Se asomó por un hilo que le daba buena vista del interior de la sala. Andrew estaba ahí, recostado a la mesa y mirando fijamente la proyección mágica que se iluminaba sobre ésta. Le causó ternura ver su ceño fruncido, esa cara de póker que le causó gracia cuando lo conoció.

Había conocido a varios Apolos a lo largo de sus vidas, hubo uno tan temerario que murió practicando paracaidismo en los Alpes. Otro era un poeta callejero, vivió toda su vida en la pobreza pero rodeado de sus letras.

Uno en particular lo marcó mucho; se trataba de un médico, lo conoció en sus primeras reencarnaciones, cuando la medicina era considerada brujería y sus practicantes eran herejes.
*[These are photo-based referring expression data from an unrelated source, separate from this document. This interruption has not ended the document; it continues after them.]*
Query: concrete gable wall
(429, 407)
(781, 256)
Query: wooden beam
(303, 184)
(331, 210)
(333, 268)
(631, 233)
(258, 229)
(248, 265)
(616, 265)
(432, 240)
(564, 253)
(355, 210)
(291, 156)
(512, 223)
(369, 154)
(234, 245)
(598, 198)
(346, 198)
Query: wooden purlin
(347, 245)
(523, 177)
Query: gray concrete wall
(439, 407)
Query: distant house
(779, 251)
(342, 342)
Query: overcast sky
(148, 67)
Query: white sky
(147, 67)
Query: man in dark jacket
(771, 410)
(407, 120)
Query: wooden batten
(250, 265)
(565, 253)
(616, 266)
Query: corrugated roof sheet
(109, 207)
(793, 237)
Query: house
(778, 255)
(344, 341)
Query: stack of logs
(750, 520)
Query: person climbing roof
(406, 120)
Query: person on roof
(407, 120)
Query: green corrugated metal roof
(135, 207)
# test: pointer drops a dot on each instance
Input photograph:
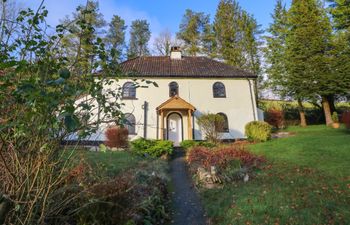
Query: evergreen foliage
(237, 36)
(195, 30)
(140, 35)
(115, 38)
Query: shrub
(275, 118)
(137, 196)
(212, 125)
(346, 119)
(187, 144)
(335, 117)
(258, 131)
(117, 137)
(222, 157)
(154, 148)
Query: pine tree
(163, 43)
(140, 35)
(274, 53)
(79, 42)
(275, 50)
(192, 28)
(340, 10)
(307, 45)
(208, 41)
(237, 36)
(115, 38)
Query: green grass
(306, 181)
(108, 164)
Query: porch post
(161, 125)
(189, 125)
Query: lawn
(109, 163)
(306, 181)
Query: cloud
(59, 9)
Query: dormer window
(173, 89)
(219, 90)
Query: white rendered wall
(237, 105)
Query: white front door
(175, 128)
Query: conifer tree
(140, 35)
(275, 49)
(79, 42)
(307, 49)
(115, 38)
(340, 10)
(194, 26)
(237, 36)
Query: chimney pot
(175, 52)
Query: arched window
(130, 123)
(129, 90)
(223, 125)
(173, 89)
(219, 90)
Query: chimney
(175, 52)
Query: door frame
(182, 125)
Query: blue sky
(161, 14)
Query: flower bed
(223, 164)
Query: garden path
(188, 209)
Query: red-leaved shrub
(346, 119)
(275, 118)
(221, 157)
(117, 137)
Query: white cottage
(187, 87)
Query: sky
(161, 14)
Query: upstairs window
(223, 127)
(129, 90)
(173, 89)
(219, 90)
(130, 123)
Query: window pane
(219, 90)
(129, 91)
(130, 123)
(173, 89)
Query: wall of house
(237, 105)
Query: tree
(275, 51)
(41, 104)
(340, 10)
(8, 14)
(140, 35)
(115, 38)
(237, 36)
(209, 47)
(163, 43)
(191, 31)
(211, 125)
(308, 42)
(78, 43)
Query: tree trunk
(5, 207)
(331, 102)
(302, 114)
(327, 110)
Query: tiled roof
(163, 66)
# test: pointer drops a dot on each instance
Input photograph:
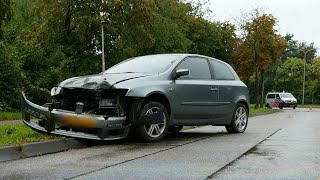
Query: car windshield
(286, 95)
(152, 64)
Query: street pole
(304, 76)
(102, 39)
(304, 73)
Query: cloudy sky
(298, 17)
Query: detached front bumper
(106, 129)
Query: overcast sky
(298, 17)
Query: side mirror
(181, 72)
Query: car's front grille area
(69, 97)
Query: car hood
(99, 81)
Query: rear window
(286, 95)
(221, 71)
(271, 96)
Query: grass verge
(308, 106)
(10, 116)
(18, 134)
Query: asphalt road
(283, 145)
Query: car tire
(175, 129)
(154, 132)
(239, 120)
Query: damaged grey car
(149, 95)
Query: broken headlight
(55, 91)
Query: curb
(9, 153)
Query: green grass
(18, 134)
(260, 111)
(10, 116)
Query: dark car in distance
(149, 95)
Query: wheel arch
(161, 98)
(245, 103)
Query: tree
(5, 13)
(289, 76)
(259, 47)
(211, 38)
(296, 49)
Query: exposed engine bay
(106, 102)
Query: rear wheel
(239, 121)
(153, 132)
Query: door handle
(214, 89)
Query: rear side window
(198, 68)
(221, 71)
(271, 96)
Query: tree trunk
(257, 87)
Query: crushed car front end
(100, 114)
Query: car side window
(198, 68)
(221, 71)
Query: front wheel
(175, 129)
(153, 132)
(239, 120)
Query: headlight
(55, 91)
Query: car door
(224, 80)
(194, 95)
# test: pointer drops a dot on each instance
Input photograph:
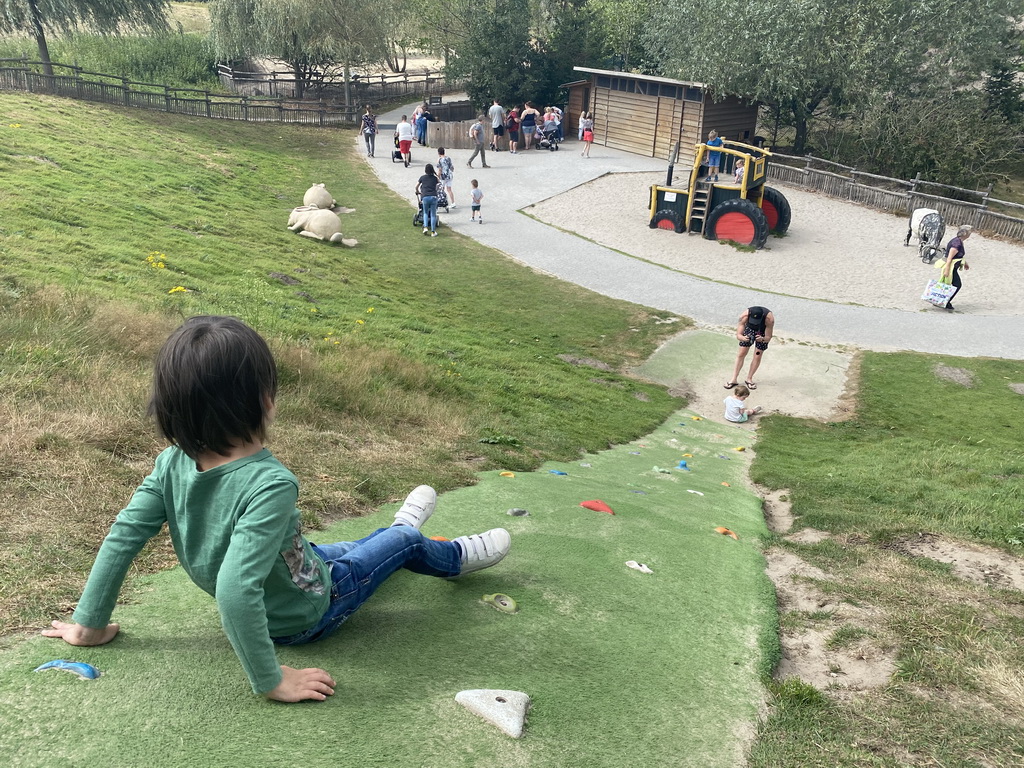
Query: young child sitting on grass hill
(734, 410)
(230, 509)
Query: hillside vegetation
(404, 360)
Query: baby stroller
(549, 137)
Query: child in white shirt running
(477, 196)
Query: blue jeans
(357, 568)
(430, 212)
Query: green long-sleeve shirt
(236, 531)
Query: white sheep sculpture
(310, 221)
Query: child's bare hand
(298, 685)
(76, 634)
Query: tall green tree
(310, 38)
(498, 53)
(805, 56)
(39, 17)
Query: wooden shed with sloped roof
(647, 115)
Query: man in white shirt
(403, 132)
(497, 115)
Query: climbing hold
(83, 670)
(597, 505)
(505, 709)
(504, 603)
(642, 567)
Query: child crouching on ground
(734, 410)
(230, 509)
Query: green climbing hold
(504, 603)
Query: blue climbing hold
(83, 670)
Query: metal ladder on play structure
(697, 213)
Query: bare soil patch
(972, 562)
(956, 375)
(810, 652)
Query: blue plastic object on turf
(83, 670)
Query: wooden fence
(901, 197)
(363, 88)
(73, 82)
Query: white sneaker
(483, 550)
(418, 507)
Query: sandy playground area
(835, 251)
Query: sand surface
(835, 250)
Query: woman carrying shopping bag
(955, 257)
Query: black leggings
(954, 279)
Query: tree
(498, 53)
(37, 17)
(310, 38)
(806, 56)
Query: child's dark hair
(213, 384)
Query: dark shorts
(751, 334)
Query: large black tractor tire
(777, 210)
(739, 221)
(667, 219)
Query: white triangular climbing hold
(506, 709)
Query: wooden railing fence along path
(900, 197)
(363, 88)
(73, 82)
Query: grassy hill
(406, 359)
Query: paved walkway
(516, 181)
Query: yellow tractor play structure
(742, 211)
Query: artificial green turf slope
(624, 669)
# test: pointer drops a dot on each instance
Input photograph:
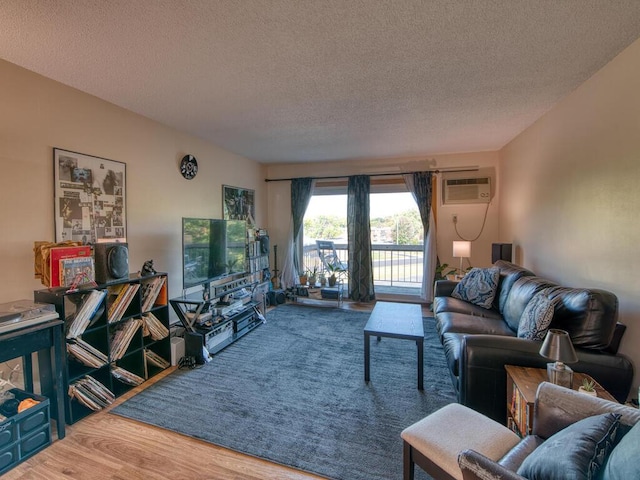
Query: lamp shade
(557, 346)
(462, 249)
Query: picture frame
(238, 204)
(89, 198)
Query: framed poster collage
(90, 198)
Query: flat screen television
(212, 249)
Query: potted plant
(588, 387)
(336, 271)
(313, 276)
(443, 271)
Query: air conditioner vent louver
(467, 190)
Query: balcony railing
(393, 265)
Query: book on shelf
(122, 296)
(91, 393)
(153, 327)
(150, 292)
(125, 376)
(57, 254)
(84, 314)
(85, 353)
(72, 268)
(122, 337)
(155, 359)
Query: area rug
(293, 392)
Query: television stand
(219, 323)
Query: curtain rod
(396, 174)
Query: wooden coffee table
(522, 385)
(395, 320)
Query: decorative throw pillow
(623, 463)
(536, 316)
(479, 286)
(576, 452)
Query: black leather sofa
(479, 342)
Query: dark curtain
(420, 186)
(359, 239)
(301, 193)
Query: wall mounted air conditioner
(466, 190)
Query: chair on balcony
(329, 256)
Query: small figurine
(147, 269)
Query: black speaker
(264, 245)
(276, 297)
(501, 251)
(193, 346)
(112, 261)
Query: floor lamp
(462, 250)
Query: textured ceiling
(312, 80)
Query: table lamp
(557, 346)
(462, 250)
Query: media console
(236, 306)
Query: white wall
(470, 216)
(39, 114)
(570, 190)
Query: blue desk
(47, 339)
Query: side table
(522, 384)
(46, 339)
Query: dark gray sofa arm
(556, 408)
(444, 288)
(476, 466)
(482, 378)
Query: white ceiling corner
(310, 80)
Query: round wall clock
(189, 167)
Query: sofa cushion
(461, 323)
(623, 463)
(479, 286)
(589, 315)
(509, 273)
(514, 458)
(455, 305)
(451, 345)
(576, 452)
(520, 295)
(537, 316)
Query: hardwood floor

Despertó parte de su poder y lo usaba para ayudar a los humanos, fue masacrado por esa razón. Pero fue él quien le enseñó a ver a los humanos como más que ovejas parte de su rebaño. Fue ese Apolo el que le mostró la belleza de la humanidad. Desde entonces Evan se enamoró de los humanos, y hasta su vida actual aún conserva el sentimiento que aquella reencarnación le dejó.

Pero este Apolo, Andrew, su amigo de toda la vida, era sin duda la reencarnación más alejada a Apolo que había conocido. Ni siquiera lo reconoció la primera vez que lo vio; por mucho tiempo se cuestionó su autenticidad. Andrew no parecía el dios del sol, su esencia en sí era muy fría, su luz en lugar brindar calor parecía una fría sombra, y toda su vida había sido así.

Esa era la razón por la que aun después de tantos años no podía conectar del todo con la magia del sol. Era una fortaleza tan hermética que ni siquiera los rayos de sol podían alcanzar su interior.

O eso pensó hasta que ese Apolo se reencontró con Atenea. El único rayo de luz que lograba traspasar sus paredes sin debilitarse y dejar de brillar.

Evan estaba firmemente convencido de que si sus personalidades fueran diferentes, si fueran otro tipo de personas, Atenea y Apolo jamás habrían podido estar juntos. No se debía a sus vidas pasadas, eran ellos solo ellos. Y verlos conversar y sonreír se lo confirmaba. No fueron almas hechas para estar juntas, esos dos humanos nacieron para conocerse, lo que ocurriera después estaba solo en sus manos.